Over the past year, MANAC's stock has experienced volatility, largely tracking the TOPIX Chemicals Index. While it benefited from the general rally in Japanese equities in early 2024, it has slightly underperformed larger-cap chemical peers due to lower liquidity and specific headwinds in the electronics supply chain.
In the last three months, the stock has stabilized as investors look for undervalued companies with steady dividend yields, though it has remained sensitive to news regarding global bromine price fluctuations.
Are there any recent positive or negative developments in the industry affecting 4360?
Positive: The increasing demand for electric vehicles (EVs) and 5G infrastructure is a long-term tailwind, as these sectors require high-performance flame retardants and specialty chemicals produced by MANAC. Additionally, the weak Yen has generally supported the competitiveness of Japanese chemical exports.

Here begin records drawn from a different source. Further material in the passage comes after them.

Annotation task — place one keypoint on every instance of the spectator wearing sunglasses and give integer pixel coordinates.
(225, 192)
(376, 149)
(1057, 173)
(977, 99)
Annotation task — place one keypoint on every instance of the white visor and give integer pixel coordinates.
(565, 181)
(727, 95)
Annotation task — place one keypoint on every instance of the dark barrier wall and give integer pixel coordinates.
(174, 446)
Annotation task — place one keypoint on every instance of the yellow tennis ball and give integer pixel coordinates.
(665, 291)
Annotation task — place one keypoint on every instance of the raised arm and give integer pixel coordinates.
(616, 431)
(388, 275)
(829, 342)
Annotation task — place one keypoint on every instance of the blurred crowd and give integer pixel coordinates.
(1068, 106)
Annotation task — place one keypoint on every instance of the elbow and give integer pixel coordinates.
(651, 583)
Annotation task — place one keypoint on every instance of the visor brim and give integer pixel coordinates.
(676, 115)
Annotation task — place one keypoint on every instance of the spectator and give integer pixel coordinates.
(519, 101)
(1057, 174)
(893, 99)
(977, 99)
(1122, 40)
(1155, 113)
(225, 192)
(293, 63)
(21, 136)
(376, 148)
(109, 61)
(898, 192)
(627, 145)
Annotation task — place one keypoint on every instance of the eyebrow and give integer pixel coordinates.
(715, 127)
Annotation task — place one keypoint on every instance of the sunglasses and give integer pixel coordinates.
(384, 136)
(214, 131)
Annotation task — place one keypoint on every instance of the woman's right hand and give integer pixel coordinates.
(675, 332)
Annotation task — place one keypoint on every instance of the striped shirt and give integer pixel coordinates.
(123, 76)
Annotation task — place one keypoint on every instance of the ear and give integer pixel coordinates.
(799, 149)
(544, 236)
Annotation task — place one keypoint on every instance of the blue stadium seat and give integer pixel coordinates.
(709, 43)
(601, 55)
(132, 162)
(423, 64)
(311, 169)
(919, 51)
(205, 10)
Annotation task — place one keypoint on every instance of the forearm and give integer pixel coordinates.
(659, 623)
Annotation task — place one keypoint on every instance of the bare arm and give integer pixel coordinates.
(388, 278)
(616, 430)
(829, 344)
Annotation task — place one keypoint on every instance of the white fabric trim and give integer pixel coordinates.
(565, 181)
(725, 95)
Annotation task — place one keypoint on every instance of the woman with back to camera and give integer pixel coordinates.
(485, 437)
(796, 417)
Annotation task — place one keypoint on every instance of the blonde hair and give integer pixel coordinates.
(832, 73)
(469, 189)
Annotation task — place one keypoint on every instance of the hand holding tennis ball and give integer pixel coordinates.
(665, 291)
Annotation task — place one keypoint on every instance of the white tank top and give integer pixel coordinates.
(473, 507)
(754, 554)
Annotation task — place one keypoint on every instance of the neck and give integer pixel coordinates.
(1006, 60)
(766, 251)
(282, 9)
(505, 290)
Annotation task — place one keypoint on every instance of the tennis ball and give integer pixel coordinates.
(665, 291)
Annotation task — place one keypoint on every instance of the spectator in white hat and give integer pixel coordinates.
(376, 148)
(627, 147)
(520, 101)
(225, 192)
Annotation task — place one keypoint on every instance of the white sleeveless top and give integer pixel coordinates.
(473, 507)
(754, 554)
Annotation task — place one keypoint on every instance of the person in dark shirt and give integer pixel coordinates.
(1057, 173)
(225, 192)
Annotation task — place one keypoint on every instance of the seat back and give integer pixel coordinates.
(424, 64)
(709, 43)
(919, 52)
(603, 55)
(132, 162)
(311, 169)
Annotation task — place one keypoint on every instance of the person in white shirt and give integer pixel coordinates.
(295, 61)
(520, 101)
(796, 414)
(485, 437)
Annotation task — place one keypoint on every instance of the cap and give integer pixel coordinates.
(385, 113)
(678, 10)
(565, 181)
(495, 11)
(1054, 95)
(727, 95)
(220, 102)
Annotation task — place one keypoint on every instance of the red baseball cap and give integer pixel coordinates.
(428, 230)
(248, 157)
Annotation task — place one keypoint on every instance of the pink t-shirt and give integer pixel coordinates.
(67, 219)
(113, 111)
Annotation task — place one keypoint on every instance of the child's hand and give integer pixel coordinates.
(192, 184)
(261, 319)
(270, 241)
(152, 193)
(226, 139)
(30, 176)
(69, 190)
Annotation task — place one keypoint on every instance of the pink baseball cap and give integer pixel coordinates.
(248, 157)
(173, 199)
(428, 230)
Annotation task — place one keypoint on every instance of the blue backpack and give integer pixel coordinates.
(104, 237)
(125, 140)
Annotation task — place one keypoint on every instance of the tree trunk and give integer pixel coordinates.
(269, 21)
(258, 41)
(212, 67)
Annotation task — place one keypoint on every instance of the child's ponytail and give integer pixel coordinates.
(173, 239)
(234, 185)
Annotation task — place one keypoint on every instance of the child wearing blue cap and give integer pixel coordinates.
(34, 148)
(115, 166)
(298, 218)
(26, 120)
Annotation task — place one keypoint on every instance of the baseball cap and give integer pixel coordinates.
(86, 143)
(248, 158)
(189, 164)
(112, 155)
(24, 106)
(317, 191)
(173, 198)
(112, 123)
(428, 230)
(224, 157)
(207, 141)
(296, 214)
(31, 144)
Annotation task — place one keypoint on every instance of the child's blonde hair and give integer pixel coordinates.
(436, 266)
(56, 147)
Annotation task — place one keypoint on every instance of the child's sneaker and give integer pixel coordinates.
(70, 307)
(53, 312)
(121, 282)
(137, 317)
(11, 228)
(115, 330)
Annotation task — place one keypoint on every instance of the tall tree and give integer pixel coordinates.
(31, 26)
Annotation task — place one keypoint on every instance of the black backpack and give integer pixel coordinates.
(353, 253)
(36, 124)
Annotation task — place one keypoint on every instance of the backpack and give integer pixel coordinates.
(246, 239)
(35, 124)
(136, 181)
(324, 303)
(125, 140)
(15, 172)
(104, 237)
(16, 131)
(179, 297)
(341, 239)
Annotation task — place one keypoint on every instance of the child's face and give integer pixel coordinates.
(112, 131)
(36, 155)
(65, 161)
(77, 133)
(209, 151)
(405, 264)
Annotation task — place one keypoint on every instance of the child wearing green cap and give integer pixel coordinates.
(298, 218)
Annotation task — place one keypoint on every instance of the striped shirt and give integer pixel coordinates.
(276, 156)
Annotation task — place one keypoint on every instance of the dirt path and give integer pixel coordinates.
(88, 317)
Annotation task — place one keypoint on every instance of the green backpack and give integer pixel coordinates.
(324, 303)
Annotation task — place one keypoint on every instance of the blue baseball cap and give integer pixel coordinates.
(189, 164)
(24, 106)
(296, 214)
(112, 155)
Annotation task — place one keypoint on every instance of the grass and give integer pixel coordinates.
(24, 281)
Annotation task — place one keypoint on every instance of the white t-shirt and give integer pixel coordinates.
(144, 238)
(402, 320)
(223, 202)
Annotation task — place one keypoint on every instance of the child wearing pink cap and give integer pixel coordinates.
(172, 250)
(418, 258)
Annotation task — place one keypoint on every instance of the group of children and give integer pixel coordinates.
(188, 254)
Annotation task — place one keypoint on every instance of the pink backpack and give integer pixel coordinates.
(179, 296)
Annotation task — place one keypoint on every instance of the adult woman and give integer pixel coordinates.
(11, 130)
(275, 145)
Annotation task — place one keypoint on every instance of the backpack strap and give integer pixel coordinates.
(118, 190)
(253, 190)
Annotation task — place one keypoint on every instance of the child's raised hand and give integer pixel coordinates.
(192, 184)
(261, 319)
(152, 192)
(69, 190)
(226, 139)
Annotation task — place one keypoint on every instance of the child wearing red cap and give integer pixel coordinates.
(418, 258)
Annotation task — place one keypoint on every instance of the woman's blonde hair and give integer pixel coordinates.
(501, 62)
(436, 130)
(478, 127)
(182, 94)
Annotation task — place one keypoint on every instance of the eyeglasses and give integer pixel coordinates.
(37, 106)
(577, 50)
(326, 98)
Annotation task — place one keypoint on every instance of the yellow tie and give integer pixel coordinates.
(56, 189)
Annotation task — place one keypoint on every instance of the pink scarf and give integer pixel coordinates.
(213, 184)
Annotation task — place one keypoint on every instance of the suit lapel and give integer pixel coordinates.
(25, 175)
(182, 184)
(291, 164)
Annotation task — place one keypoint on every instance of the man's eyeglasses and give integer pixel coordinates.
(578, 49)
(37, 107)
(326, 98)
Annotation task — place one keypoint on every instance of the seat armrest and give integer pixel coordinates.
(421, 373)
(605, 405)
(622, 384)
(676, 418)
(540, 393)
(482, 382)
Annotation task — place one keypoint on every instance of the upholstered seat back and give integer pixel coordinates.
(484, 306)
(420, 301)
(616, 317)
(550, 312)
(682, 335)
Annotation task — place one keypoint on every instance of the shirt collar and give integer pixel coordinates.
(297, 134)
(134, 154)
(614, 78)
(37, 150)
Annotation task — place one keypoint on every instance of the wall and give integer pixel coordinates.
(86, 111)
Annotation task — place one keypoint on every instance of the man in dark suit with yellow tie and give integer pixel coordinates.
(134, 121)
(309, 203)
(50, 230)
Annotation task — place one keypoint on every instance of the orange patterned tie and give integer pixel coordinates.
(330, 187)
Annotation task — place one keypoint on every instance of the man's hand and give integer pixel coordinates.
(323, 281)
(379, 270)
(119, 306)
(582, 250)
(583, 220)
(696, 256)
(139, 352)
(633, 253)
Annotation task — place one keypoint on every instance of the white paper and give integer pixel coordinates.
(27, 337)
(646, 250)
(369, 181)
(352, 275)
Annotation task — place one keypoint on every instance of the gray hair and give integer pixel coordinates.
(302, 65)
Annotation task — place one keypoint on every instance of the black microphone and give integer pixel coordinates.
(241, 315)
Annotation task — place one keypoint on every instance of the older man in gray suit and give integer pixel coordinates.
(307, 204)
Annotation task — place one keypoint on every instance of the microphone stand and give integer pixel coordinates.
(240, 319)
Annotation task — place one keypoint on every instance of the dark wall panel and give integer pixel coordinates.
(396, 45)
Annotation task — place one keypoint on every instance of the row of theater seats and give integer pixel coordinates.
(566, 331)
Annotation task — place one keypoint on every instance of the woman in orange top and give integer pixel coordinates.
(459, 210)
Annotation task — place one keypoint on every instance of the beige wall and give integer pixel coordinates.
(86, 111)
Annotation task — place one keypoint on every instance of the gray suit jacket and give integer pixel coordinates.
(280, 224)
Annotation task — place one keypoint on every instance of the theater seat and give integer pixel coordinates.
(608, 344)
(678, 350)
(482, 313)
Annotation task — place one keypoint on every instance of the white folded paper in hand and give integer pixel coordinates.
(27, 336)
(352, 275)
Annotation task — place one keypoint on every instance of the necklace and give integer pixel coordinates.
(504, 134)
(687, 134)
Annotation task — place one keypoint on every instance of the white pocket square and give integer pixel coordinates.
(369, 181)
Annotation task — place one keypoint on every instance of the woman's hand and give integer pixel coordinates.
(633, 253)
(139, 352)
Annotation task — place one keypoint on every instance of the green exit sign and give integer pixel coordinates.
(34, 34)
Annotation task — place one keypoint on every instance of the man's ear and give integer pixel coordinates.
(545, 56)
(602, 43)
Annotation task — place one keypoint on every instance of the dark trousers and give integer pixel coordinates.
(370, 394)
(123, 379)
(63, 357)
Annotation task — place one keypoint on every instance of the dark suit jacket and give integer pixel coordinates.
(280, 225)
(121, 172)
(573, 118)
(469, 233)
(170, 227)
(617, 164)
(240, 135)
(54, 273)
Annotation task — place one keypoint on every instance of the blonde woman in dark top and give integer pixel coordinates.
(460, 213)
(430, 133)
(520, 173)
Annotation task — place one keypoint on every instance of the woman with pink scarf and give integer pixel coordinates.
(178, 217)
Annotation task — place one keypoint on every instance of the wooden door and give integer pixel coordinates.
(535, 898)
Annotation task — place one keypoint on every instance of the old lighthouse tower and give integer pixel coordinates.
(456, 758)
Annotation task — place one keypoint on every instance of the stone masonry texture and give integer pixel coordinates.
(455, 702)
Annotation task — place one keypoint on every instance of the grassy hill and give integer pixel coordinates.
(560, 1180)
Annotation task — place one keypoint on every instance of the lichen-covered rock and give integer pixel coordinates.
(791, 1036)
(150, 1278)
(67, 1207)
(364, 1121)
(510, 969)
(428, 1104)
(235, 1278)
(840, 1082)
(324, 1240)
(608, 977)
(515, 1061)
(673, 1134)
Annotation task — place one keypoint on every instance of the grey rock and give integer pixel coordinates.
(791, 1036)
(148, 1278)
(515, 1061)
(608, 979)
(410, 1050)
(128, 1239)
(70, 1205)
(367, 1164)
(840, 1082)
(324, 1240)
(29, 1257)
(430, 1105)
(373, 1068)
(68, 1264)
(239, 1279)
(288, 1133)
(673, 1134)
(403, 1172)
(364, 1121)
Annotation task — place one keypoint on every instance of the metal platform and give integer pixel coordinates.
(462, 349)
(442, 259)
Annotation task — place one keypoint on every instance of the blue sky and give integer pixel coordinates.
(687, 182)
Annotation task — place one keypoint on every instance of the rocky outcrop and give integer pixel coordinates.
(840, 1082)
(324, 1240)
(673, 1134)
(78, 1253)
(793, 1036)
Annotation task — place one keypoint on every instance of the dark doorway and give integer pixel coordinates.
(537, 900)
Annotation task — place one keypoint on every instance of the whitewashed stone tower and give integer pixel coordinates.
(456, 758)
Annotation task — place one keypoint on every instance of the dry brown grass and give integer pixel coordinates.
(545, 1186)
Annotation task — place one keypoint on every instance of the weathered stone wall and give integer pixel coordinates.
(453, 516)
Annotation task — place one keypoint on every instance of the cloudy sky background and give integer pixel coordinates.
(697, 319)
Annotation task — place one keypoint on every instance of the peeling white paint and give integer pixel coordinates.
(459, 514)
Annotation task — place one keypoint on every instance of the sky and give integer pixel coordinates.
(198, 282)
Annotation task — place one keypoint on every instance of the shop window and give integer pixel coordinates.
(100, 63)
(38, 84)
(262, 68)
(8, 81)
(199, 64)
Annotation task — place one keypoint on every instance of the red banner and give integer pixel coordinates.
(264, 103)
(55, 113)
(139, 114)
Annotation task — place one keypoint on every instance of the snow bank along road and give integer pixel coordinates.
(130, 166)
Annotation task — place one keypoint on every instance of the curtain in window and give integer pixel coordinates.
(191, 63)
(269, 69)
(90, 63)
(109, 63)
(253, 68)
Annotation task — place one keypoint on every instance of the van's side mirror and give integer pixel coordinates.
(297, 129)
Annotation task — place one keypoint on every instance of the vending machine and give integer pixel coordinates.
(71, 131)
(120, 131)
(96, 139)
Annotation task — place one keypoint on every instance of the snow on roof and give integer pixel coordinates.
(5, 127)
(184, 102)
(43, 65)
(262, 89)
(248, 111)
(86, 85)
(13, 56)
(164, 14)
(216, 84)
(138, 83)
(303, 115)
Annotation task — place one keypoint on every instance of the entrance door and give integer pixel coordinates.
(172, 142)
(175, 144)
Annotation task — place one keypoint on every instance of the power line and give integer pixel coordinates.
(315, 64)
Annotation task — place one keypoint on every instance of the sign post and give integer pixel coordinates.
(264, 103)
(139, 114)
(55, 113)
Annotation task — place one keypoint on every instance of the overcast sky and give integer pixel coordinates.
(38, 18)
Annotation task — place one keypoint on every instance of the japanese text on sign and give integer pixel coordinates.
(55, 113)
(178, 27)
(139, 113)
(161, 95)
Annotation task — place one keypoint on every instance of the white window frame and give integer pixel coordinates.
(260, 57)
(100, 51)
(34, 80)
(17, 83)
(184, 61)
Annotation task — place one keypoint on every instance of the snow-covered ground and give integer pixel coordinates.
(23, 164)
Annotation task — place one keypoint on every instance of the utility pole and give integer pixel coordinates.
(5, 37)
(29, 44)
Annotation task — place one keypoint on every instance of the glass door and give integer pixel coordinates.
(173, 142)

Negative: Tightening environmental regulations regarding halogenated flame retardants in Europe and North America pose a challenge, forcing the company to invest more in R&D for eco-friendly alternatives. High energy costs also continue to impact manufacturing overhead.
Have major institutional investors been buying or selling 4360 stock recently?
MANAC Chemical Partners is primarily a retail-heavy stock with significant insider ownership, including the Kawamura family and related entities. Recent filings indicate stable holdings by domestic Japanese regional banks and insurance companies. While there hasn't been a massive influx of foreign institutional capital (common for small-cap stocks under 10 billion JPY market cap), the company has seen increased interest from value-oriented domestic funds attracted by its steady dividend payout and low PBR valuation.